For setting the weight of the audio (SSL) and audio-visual (VGS) losses (i.e., alpha coefficient), you need to modify the "weight_loss" function within the "steps/trainer.py" file of the model's source code.
The VGS+ model combines a wav2vec 2.0-based speech self-supervised learning (SSL) and a transformer-based visually grounded speech (VGS) learning mechanisms within one model. It has shown that the speech representations obtained from hidden layers of the trained VGS+ model contain phonemic and lexical information.
"abx.py" provides the speech representations of a given hidden layer (of the speech encoder and decoder) for ABX task. Please first modify the path to the input data (test audio files) and the path to save the output data (speech embeddings).

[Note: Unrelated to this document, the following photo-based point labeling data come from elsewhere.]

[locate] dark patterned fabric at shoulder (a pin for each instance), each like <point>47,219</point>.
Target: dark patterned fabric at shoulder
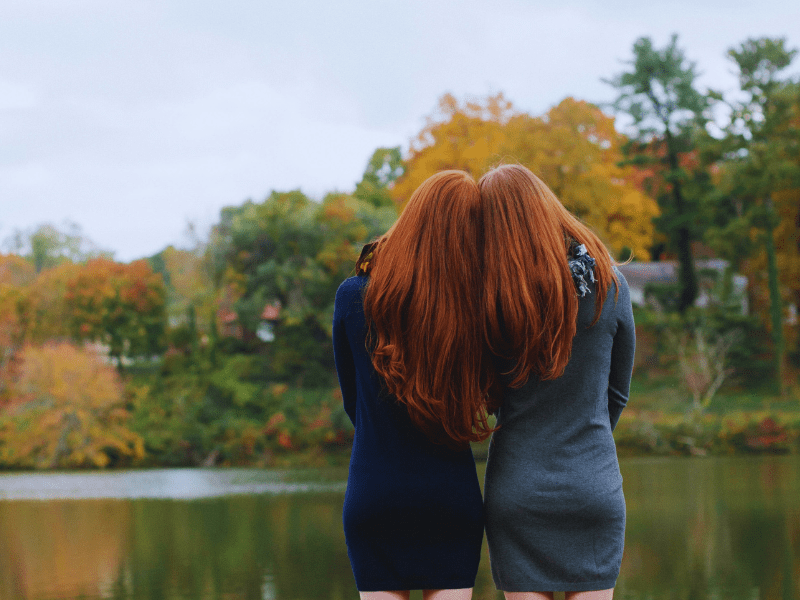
<point>362,264</point>
<point>582,267</point>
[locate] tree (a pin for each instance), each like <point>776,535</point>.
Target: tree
<point>67,411</point>
<point>293,252</point>
<point>573,147</point>
<point>658,93</point>
<point>760,166</point>
<point>120,305</point>
<point>384,167</point>
<point>47,245</point>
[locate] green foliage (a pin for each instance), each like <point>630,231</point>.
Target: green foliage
<point>119,305</point>
<point>736,433</point>
<point>659,94</point>
<point>759,158</point>
<point>195,413</point>
<point>291,252</point>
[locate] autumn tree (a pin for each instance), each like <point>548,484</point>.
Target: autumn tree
<point>574,148</point>
<point>120,305</point>
<point>658,94</point>
<point>67,411</point>
<point>293,252</point>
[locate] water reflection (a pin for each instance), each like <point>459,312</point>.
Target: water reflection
<point>704,529</point>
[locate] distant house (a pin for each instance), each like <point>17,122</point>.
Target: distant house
<point>641,274</point>
<point>230,326</point>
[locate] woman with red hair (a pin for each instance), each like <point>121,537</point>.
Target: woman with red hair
<point>412,367</point>
<point>560,327</point>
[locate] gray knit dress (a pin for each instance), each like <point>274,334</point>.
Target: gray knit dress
<point>555,513</point>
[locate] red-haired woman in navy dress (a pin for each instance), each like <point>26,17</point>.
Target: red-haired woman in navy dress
<point>408,343</point>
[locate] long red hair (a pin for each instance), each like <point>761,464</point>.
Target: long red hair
<point>530,299</point>
<point>423,307</point>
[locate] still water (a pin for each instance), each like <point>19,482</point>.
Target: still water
<point>717,528</point>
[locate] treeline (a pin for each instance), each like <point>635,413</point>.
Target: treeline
<point>221,354</point>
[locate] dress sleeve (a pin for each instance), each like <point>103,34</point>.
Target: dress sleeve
<point>619,379</point>
<point>343,355</point>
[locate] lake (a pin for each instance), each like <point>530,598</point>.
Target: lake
<point>711,528</point>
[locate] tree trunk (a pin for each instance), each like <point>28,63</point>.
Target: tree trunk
<point>687,275</point>
<point>775,308</point>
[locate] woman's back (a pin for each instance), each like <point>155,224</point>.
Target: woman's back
<point>553,493</point>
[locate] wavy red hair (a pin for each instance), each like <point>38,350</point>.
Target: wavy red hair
<point>530,301</point>
<point>423,308</point>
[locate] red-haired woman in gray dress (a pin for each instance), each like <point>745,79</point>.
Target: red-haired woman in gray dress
<point>560,324</point>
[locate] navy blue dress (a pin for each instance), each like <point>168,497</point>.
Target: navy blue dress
<point>413,513</point>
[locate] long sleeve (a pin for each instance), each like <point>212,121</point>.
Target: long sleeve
<point>619,379</point>
<point>343,355</point>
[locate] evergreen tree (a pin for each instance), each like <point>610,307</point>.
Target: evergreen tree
<point>659,95</point>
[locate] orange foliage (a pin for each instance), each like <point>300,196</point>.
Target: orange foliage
<point>121,305</point>
<point>574,148</point>
<point>67,411</point>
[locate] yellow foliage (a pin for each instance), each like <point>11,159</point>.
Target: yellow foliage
<point>66,412</point>
<point>574,148</point>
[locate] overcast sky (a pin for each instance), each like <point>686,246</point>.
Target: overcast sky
<point>132,118</point>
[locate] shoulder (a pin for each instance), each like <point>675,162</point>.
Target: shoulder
<point>623,283</point>
<point>351,285</point>
<point>623,295</point>
<point>350,289</point>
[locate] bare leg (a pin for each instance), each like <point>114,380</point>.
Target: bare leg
<point>397,595</point>
<point>459,594</point>
<point>595,595</point>
<point>529,595</point>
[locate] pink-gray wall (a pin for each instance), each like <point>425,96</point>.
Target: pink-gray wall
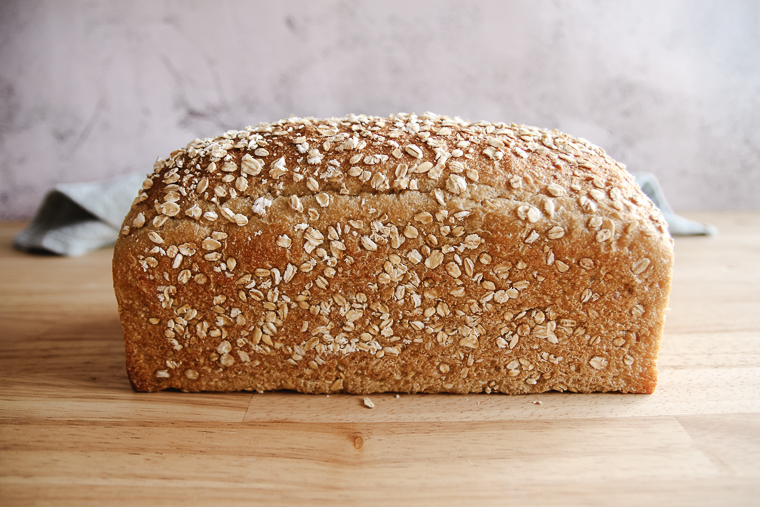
<point>93,89</point>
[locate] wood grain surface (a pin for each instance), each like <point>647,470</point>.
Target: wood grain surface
<point>72,432</point>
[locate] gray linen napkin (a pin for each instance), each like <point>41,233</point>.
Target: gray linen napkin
<point>678,226</point>
<point>76,218</point>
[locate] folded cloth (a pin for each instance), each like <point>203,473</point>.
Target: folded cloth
<point>76,218</point>
<point>678,226</point>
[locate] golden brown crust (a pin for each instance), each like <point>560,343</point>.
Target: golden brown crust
<point>409,254</point>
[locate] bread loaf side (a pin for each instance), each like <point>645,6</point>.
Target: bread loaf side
<point>407,254</point>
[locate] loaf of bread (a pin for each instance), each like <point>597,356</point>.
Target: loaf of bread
<point>403,254</point>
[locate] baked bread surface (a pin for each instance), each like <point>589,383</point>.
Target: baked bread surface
<point>401,254</point>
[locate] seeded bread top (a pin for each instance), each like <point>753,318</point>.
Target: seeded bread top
<point>231,233</point>
<point>356,155</point>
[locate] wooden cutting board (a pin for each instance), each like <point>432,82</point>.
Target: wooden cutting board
<point>72,432</point>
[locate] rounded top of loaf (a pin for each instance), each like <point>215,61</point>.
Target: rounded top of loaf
<point>239,173</point>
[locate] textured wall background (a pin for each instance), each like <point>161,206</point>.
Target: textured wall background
<point>93,89</point>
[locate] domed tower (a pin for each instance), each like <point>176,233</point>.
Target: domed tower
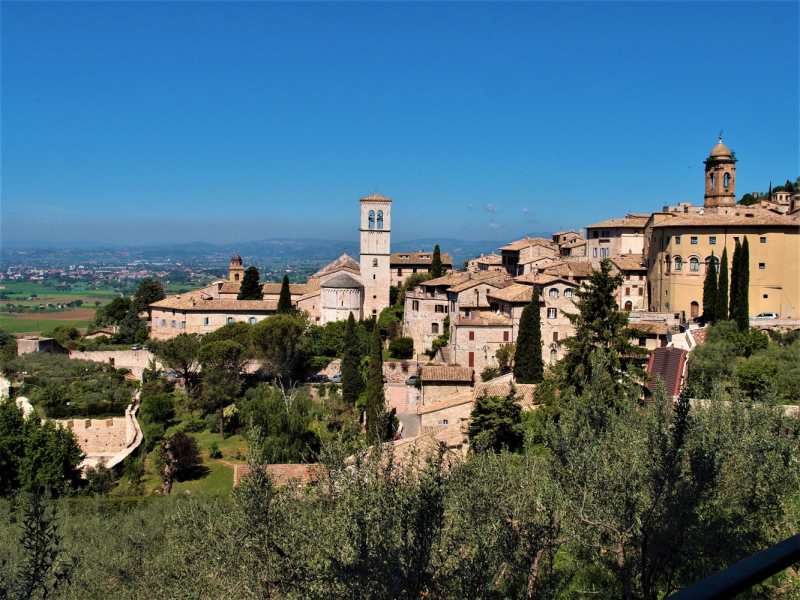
<point>720,177</point>
<point>236,271</point>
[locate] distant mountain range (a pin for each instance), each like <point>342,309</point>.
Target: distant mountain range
<point>270,250</point>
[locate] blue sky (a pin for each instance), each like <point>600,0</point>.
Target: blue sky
<point>153,122</point>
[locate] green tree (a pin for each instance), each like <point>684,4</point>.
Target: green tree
<point>149,291</point>
<point>528,363</point>
<point>285,299</point>
<point>710,291</point>
<point>251,286</point>
<point>180,355</point>
<point>278,340</point>
<point>352,382</point>
<point>495,421</point>
<point>742,311</point>
<point>222,364</point>
<point>599,325</point>
<point>436,263</point>
<point>721,306</point>
<point>376,403</point>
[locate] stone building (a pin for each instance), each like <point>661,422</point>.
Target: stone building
<point>405,264</point>
<point>678,248</point>
<point>330,294</point>
<point>616,237</point>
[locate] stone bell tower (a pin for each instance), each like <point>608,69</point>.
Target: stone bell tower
<point>376,221</point>
<point>720,177</point>
<point>236,271</point>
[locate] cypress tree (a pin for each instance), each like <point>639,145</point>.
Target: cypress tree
<point>735,274</point>
<point>250,289</point>
<point>721,307</point>
<point>528,363</point>
<point>743,289</point>
<point>710,291</point>
<point>436,265</point>
<point>285,299</point>
<point>376,404</point>
<point>352,382</point>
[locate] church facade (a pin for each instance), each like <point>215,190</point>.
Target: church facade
<point>344,286</point>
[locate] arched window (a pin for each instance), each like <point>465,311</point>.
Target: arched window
<point>716,264</point>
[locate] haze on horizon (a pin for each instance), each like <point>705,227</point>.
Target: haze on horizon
<point>138,123</point>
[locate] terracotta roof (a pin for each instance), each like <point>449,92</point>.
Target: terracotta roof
<point>631,221</point>
<point>446,374</point>
<point>527,242</point>
<point>629,262</point>
<point>416,258</point>
<point>524,391</point>
<point>449,402</point>
<point>343,281</point>
<point>514,293</point>
<point>761,217</point>
<point>344,261</point>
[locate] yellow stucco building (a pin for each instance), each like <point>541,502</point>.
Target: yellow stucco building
<point>678,247</point>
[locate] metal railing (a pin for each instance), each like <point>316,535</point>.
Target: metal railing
<point>745,574</point>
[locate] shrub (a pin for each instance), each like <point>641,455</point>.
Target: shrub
<point>402,347</point>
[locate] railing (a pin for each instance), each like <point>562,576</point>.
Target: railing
<point>745,574</point>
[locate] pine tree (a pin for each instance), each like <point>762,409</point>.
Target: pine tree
<point>285,299</point>
<point>376,404</point>
<point>743,290</point>
<point>721,307</point>
<point>436,265</point>
<point>352,382</point>
<point>710,291</point>
<point>250,289</point>
<point>601,326</point>
<point>528,363</point>
<point>735,274</point>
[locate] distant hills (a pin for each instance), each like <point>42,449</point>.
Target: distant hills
<point>270,250</point>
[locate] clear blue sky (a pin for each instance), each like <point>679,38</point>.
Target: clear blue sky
<point>154,122</point>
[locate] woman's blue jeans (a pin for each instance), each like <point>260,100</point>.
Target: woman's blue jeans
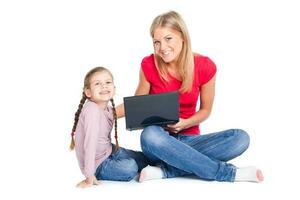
<point>202,155</point>
<point>122,165</point>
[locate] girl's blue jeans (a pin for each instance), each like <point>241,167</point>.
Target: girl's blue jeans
<point>202,155</point>
<point>122,165</point>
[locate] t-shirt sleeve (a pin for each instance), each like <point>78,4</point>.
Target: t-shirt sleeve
<point>207,70</point>
<point>92,127</point>
<point>146,68</point>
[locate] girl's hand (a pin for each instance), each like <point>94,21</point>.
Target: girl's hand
<point>176,128</point>
<point>88,182</point>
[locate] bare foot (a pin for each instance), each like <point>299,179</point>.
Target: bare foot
<point>259,175</point>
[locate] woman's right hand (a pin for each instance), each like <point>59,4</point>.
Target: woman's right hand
<point>88,182</point>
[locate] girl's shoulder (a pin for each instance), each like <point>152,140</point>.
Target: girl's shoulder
<point>91,108</point>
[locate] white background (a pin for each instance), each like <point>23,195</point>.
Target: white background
<point>46,47</point>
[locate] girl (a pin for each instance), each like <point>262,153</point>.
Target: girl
<point>98,158</point>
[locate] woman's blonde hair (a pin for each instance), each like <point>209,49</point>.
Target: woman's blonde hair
<point>87,79</point>
<point>185,60</point>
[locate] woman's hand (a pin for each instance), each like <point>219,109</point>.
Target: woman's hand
<point>176,128</point>
<point>88,182</point>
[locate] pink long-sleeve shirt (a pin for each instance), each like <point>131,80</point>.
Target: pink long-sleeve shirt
<point>92,137</point>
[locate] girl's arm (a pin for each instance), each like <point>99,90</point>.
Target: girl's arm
<point>142,89</point>
<point>207,94</point>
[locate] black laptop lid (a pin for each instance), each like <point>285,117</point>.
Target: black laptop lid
<point>153,109</point>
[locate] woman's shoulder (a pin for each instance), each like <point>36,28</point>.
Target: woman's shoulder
<point>199,58</point>
<point>148,59</point>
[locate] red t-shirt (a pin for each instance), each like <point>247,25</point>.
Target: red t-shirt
<point>204,70</point>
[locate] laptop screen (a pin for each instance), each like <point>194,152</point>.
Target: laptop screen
<point>152,109</point>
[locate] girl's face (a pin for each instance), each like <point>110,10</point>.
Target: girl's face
<point>167,44</point>
<point>101,89</point>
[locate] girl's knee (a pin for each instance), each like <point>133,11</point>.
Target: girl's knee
<point>242,138</point>
<point>131,170</point>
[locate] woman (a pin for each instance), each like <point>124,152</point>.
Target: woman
<point>179,149</point>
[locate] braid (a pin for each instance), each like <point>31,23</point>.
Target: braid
<point>116,125</point>
<point>72,145</point>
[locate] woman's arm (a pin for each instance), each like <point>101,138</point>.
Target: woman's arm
<point>142,89</point>
<point>207,94</point>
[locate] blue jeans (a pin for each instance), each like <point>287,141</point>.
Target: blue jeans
<point>202,155</point>
<point>122,165</point>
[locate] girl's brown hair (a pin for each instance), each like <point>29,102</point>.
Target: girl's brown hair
<point>87,79</point>
<point>186,58</point>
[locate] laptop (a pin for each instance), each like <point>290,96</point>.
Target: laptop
<point>153,109</point>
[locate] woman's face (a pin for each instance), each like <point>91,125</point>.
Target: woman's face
<point>167,44</point>
<point>101,88</point>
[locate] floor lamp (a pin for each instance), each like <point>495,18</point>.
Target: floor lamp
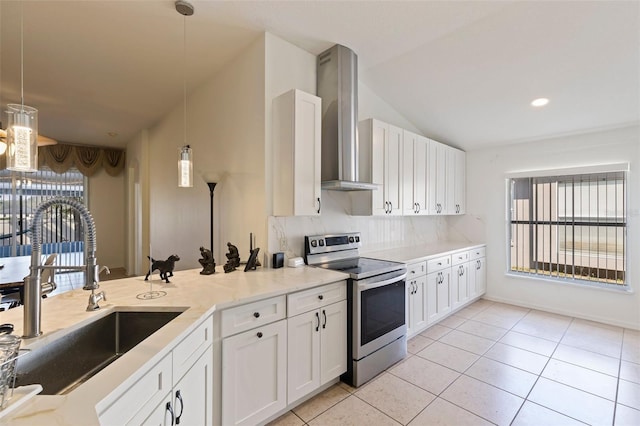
<point>212,186</point>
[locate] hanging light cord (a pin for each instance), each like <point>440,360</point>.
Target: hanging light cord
<point>184,73</point>
<point>22,55</point>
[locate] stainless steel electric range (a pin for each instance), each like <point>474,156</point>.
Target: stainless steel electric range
<point>375,299</point>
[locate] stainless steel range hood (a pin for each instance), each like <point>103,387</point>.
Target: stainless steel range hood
<point>338,88</point>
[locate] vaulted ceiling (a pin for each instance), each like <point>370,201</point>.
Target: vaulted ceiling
<point>461,72</point>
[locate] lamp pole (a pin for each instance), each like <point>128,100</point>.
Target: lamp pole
<point>212,186</point>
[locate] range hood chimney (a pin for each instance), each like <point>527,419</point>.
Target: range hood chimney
<point>338,88</point>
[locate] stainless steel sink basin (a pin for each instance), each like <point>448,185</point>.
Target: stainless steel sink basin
<point>69,361</point>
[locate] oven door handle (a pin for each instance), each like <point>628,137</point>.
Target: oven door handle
<point>368,285</point>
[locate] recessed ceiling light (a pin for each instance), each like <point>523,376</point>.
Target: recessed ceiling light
<point>540,102</point>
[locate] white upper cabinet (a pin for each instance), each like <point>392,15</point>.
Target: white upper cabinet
<point>296,154</point>
<point>456,165</point>
<point>417,176</point>
<point>437,177</point>
<point>415,151</point>
<point>380,162</point>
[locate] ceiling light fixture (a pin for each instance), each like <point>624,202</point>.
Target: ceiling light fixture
<point>185,159</point>
<point>539,102</point>
<point>22,125</point>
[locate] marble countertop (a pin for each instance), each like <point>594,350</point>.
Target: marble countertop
<point>420,252</point>
<point>199,295</point>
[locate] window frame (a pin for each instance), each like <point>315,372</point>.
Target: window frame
<point>14,195</point>
<point>547,173</point>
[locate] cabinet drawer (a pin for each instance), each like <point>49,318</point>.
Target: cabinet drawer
<point>142,396</point>
<point>416,269</point>
<point>246,317</point>
<point>438,263</point>
<point>308,300</point>
<point>460,257</point>
<point>191,347</point>
<point>477,253</point>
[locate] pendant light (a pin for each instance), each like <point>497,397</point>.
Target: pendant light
<point>185,159</point>
<point>22,125</point>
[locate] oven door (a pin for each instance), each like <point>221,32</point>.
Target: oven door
<point>379,312</point>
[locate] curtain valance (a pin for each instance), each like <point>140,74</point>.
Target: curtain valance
<point>87,159</point>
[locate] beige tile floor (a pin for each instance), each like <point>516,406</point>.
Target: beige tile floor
<point>493,363</point>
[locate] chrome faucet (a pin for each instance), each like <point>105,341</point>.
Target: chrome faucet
<point>33,289</point>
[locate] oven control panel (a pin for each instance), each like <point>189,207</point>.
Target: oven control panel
<point>315,244</point>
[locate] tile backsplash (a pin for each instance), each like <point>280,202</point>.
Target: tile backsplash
<point>286,233</point>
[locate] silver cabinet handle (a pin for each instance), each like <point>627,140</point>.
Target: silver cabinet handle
<point>170,410</point>
<point>179,398</point>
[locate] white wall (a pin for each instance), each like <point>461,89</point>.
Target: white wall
<point>107,206</point>
<point>225,122</point>
<point>137,204</point>
<point>486,221</point>
<point>290,67</point>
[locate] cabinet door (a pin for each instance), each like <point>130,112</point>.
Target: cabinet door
<point>303,350</point>
<point>379,133</point>
<point>462,284</point>
<point>417,305</point>
<point>296,154</point>
<point>437,177</point>
<point>460,182</point>
<point>481,276</point>
<point>193,395</point>
<point>307,154</point>
<point>444,300</point>
<point>333,356</point>
<point>450,180</point>
<point>162,415</point>
<point>420,187</point>
<point>472,266</point>
<point>433,281</point>
<point>393,168</point>
<point>254,376</point>
<point>408,173</point>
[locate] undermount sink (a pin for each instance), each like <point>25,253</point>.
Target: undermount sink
<point>67,362</point>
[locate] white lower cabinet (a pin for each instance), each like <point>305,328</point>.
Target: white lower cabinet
<point>193,395</point>
<point>438,295</point>
<point>317,340</point>
<point>477,272</point>
<point>187,371</point>
<point>459,279</point>
<point>191,401</point>
<point>416,284</point>
<point>254,374</point>
<point>439,298</point>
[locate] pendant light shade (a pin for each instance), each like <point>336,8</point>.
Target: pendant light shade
<point>22,138</point>
<point>185,167</point>
<point>185,159</point>
<point>22,125</point>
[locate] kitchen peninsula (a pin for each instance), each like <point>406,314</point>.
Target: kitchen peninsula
<point>199,296</point>
<point>245,319</point>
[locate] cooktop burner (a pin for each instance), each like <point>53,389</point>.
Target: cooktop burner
<point>361,266</point>
<point>340,252</point>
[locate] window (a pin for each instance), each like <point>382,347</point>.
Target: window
<point>569,227</point>
<point>21,193</point>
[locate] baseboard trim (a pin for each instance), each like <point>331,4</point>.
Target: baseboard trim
<point>565,312</point>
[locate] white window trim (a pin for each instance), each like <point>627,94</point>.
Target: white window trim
<point>584,284</point>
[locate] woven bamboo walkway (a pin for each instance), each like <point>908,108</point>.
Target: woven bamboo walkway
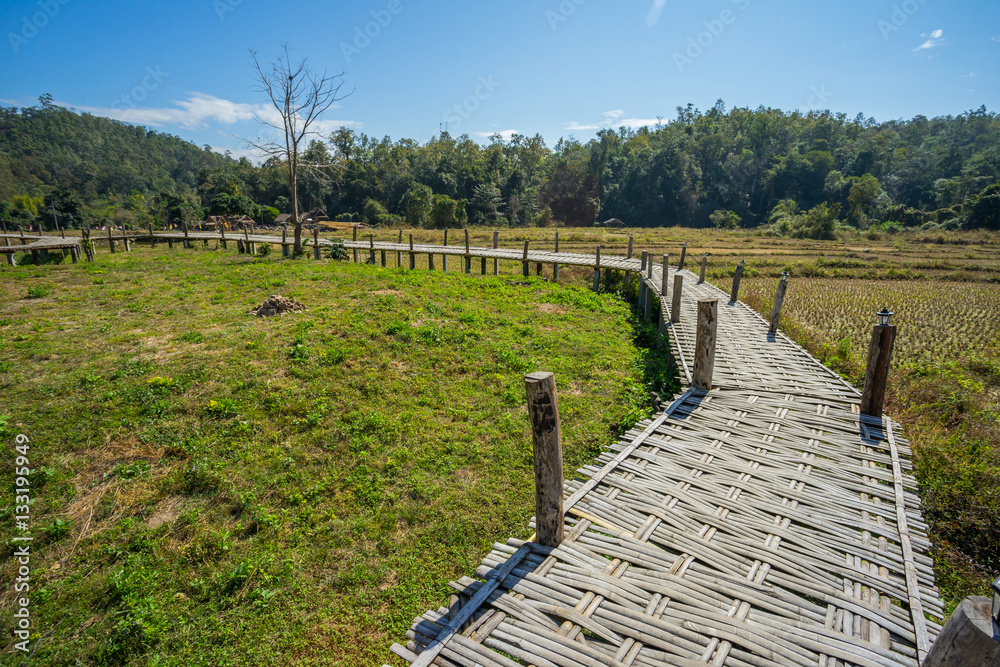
<point>763,523</point>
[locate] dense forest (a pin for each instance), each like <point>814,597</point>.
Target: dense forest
<point>787,172</point>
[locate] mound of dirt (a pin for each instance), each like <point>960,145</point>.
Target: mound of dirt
<point>276,305</point>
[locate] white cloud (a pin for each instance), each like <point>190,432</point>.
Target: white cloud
<point>654,12</point>
<point>506,134</point>
<point>936,39</point>
<point>613,119</point>
<point>200,109</point>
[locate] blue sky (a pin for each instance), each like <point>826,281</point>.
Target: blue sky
<point>558,67</point>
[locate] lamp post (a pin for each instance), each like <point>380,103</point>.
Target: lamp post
<point>879,360</point>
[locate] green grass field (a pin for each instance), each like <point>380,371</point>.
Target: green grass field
<point>213,488</point>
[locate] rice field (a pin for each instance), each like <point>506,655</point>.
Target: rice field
<point>937,321</point>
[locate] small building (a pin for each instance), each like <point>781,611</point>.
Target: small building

For measuring the ABX phoneme discrimination score, please follow the instructions in following repository:
https://github.com/zerospeech/zerospeech2021
You can use the template provided at "abx.sh" to obtain ABX score for different layers (0:11) of any specific model (specified by the path to the bundle file of the model).
For test data, you need to download dev-clean subset of LibriSpeech data from https://www.openslr.org/12 .
"lexical.py" provides the speech representations of a given hidden layer (of the speech encoder and decoder) for lexical task. Please first modify the path to the input data (test audio files) and the path to save the output data (speech embeddings).
For measuring the lexical score, please follow the instruction in the following repository:
https://github.com/SPEECHCOG/CDI_lextest
You can use the template provided at "lexica.sh" to obtain lexical score for different layers (0:11) of any specific model (specified by the path to the bundle file of the model).